The use of panitumumab plus mFOLFOX6 significantly improved overall survival in patients with RAS wild-type metastatic colorectal cancer that was classified as left-sided compared with patients who received mFOLFOX6 plus bevacizumab, according to findings presented during the Plenary Session by Yoshino et al at the 2022 ASCO Annual Meeting (Abstract LBA1). This is the first advance with a biologic agent over the standard of care in a decade for this type of newly diagnosed metastatic colorectal cancer.
From May 2015 to June 2017, 823 patients in Japan were randomly assigned to one of two treatment arms in the PARADIGM phase III clinical trial. Patients were followed for a median of 61 months. A total of 400 patients received panitumumab and 402 patients received bevacizumab. Both groups received mFOLFOX6 (modified leucovorin, fluorouracil, and oxaliplatin). Of 802 patients, 614 patients had left-sided primary tumors. The primary endpoint was overall survival, and key secondary endpoints included progression-free survival, response rate, and curative resection rate.
Patients with RAS wild-type metastatic colorectal left-sided tumors who received panitumumab lived for 37.9 months from the start of treatment in the trial compared with 34.3 months for those who received bevacizumab; they had an 18% lower risk of death. Progression-free survival was 13.7 vs 13.2 months, respectively, which was statistically equivalent in both groups. The response rate and the curative resection rate were both higher with panitumumab than with bevacizumab. For overall survival in right-sided tumors, there was no statistically significant difference between panitumumab and bevacizumab.
Adverse events were consistent with those previously reported.
“This trial demonstrates that if gene testing shows that a tumor is RAS wild-type, the choice of initial treatment with panitumumab plus mFOLFOX6 chemotherapy is superior to initial treatment with bevacizumab plus mFOLFOX6 chemotherapy for those people with left-sided tumors. It has long been believed that the sequence of metastatic colorectal cancer treatment does not matter as long as patients had access to the drugs at some point, which has now been disproven,” said lead author Takayuki Yoshino, PhD, who is Chief of the Department of Gastrointestinal Oncology and Deputy Director of the National Cancer Center Hospital East, Kashiwa, Japan.

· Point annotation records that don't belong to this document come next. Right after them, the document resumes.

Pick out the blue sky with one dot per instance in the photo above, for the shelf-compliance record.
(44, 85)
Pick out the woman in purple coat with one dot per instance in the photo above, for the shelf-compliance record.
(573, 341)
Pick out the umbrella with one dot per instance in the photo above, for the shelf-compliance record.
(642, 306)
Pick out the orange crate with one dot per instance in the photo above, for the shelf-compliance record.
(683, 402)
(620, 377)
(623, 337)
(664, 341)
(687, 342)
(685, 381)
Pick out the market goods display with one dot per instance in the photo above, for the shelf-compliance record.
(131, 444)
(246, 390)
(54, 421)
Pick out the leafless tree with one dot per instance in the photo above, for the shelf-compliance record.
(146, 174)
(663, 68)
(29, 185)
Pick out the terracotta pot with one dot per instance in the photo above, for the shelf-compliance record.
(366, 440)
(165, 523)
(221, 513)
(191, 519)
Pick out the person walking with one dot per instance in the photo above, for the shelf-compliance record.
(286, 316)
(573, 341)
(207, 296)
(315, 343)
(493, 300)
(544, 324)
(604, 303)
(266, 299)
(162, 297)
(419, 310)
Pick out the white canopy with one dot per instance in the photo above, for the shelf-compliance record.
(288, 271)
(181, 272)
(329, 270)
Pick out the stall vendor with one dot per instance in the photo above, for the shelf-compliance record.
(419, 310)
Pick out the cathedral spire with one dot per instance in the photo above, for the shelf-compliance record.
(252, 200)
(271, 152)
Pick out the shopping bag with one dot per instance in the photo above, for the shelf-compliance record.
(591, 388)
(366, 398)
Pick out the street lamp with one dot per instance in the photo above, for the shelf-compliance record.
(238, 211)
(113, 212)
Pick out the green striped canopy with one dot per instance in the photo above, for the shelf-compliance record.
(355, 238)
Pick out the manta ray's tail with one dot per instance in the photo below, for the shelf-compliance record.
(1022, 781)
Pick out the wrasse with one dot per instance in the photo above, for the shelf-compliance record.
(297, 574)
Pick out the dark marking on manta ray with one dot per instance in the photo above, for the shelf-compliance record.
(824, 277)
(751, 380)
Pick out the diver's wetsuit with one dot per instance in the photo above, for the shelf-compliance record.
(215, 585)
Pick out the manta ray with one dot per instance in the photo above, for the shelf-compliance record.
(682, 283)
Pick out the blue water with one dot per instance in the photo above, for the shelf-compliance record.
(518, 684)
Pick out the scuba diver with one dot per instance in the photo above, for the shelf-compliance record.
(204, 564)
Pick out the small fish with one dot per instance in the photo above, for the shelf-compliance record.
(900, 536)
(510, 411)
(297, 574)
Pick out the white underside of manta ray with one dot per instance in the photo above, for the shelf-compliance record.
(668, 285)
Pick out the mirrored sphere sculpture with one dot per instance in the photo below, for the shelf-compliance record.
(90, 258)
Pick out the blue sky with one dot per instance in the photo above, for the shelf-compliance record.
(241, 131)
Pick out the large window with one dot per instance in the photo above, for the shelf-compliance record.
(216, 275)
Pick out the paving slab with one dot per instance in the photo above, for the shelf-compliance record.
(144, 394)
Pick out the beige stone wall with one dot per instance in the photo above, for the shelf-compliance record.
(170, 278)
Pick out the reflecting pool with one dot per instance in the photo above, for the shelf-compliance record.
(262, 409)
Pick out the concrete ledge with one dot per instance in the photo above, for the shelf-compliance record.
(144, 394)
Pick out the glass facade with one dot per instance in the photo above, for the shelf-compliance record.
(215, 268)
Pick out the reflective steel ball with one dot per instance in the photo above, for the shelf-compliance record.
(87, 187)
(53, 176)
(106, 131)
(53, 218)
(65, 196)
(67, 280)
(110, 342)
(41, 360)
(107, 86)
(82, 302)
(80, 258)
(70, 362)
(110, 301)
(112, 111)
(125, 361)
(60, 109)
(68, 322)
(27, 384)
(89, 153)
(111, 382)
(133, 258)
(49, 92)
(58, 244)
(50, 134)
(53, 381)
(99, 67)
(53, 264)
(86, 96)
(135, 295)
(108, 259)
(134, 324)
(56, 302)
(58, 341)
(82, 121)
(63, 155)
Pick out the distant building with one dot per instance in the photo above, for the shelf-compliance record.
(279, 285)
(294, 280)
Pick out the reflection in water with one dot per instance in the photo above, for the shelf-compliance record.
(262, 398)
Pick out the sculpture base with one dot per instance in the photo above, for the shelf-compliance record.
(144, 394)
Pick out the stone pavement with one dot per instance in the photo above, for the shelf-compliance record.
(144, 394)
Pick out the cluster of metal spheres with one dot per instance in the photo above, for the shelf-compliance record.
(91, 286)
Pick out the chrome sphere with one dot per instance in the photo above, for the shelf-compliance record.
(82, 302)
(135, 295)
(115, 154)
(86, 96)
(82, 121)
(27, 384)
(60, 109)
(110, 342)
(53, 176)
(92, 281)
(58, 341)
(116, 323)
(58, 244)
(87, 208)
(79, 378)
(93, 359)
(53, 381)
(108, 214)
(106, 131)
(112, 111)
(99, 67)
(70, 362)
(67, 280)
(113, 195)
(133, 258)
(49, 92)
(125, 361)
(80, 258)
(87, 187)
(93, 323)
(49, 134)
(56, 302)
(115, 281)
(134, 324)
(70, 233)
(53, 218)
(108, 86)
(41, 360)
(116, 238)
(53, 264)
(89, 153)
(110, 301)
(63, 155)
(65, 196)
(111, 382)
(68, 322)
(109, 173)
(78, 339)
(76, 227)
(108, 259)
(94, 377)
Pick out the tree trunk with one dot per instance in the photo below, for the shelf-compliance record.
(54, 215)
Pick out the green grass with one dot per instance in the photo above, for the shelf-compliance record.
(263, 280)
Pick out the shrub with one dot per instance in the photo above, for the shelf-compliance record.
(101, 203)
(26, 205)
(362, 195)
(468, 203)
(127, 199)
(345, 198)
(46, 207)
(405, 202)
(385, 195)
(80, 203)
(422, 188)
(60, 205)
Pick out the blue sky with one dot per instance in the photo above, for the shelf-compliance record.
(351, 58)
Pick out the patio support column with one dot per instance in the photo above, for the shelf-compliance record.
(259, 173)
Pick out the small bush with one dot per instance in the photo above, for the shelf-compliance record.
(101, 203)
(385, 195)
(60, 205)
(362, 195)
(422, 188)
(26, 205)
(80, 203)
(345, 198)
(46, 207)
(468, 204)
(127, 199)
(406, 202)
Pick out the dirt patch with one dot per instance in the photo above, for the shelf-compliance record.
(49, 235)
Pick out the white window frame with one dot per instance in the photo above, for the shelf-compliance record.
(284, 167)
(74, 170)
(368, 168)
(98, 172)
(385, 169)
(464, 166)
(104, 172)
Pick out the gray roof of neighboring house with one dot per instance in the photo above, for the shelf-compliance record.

In the future, a large-scale biomarker analysis based on 750 DNA samples from patients will be conducted using pre- and posttreatment DNA samples. A more defined predictive biomarker as well as resistance mechanisms for both panitumumab and bevacizumab will be explored.
Findings Emphasize Importance of Tumor Location
No new drugs have demonstrated superior benefit over standard-of-care treatments for a decade in newly diagnosed metastatic RAS wild-type colorectal cancer. Previous studies have retrospectively analyzed data comparing anti-EGFR antibody drugs and bevacizumab. Those studies did not provide consistent results. However, PARADIGM is the largest study conducted to date to prospectively assess the impact of panitumumab in a randomized study that also assesses the impact of primary tumor location per sidedness. Results of the study suggest tumor location, along with gene testing, should be part of standard disease assessment, as it can impact treatment decision-making.
“This trial shows the longest survival ever reported in a first-line unresectable metastatic colorectal cancer prospective phase III trial. These findings emphasize the importance of taking into account sidedness as well as including comprehensive biomarker testing, especially for the status of the RAS gene, which is critical for all colorectal cancer patients at the time of diagnosis of metastatic disease,” said Cathy Eng, MD, FACP, FASCO, an ASCO expert in gastrointestinal cancers.
Disclosure: This study was funded by Japan Medical Affairs, Japan Oncology Business Unit, Takeda Pharmaceutical Company Ltd, Tokyo. For full disclosures of the study authors, visit coi.asco.org.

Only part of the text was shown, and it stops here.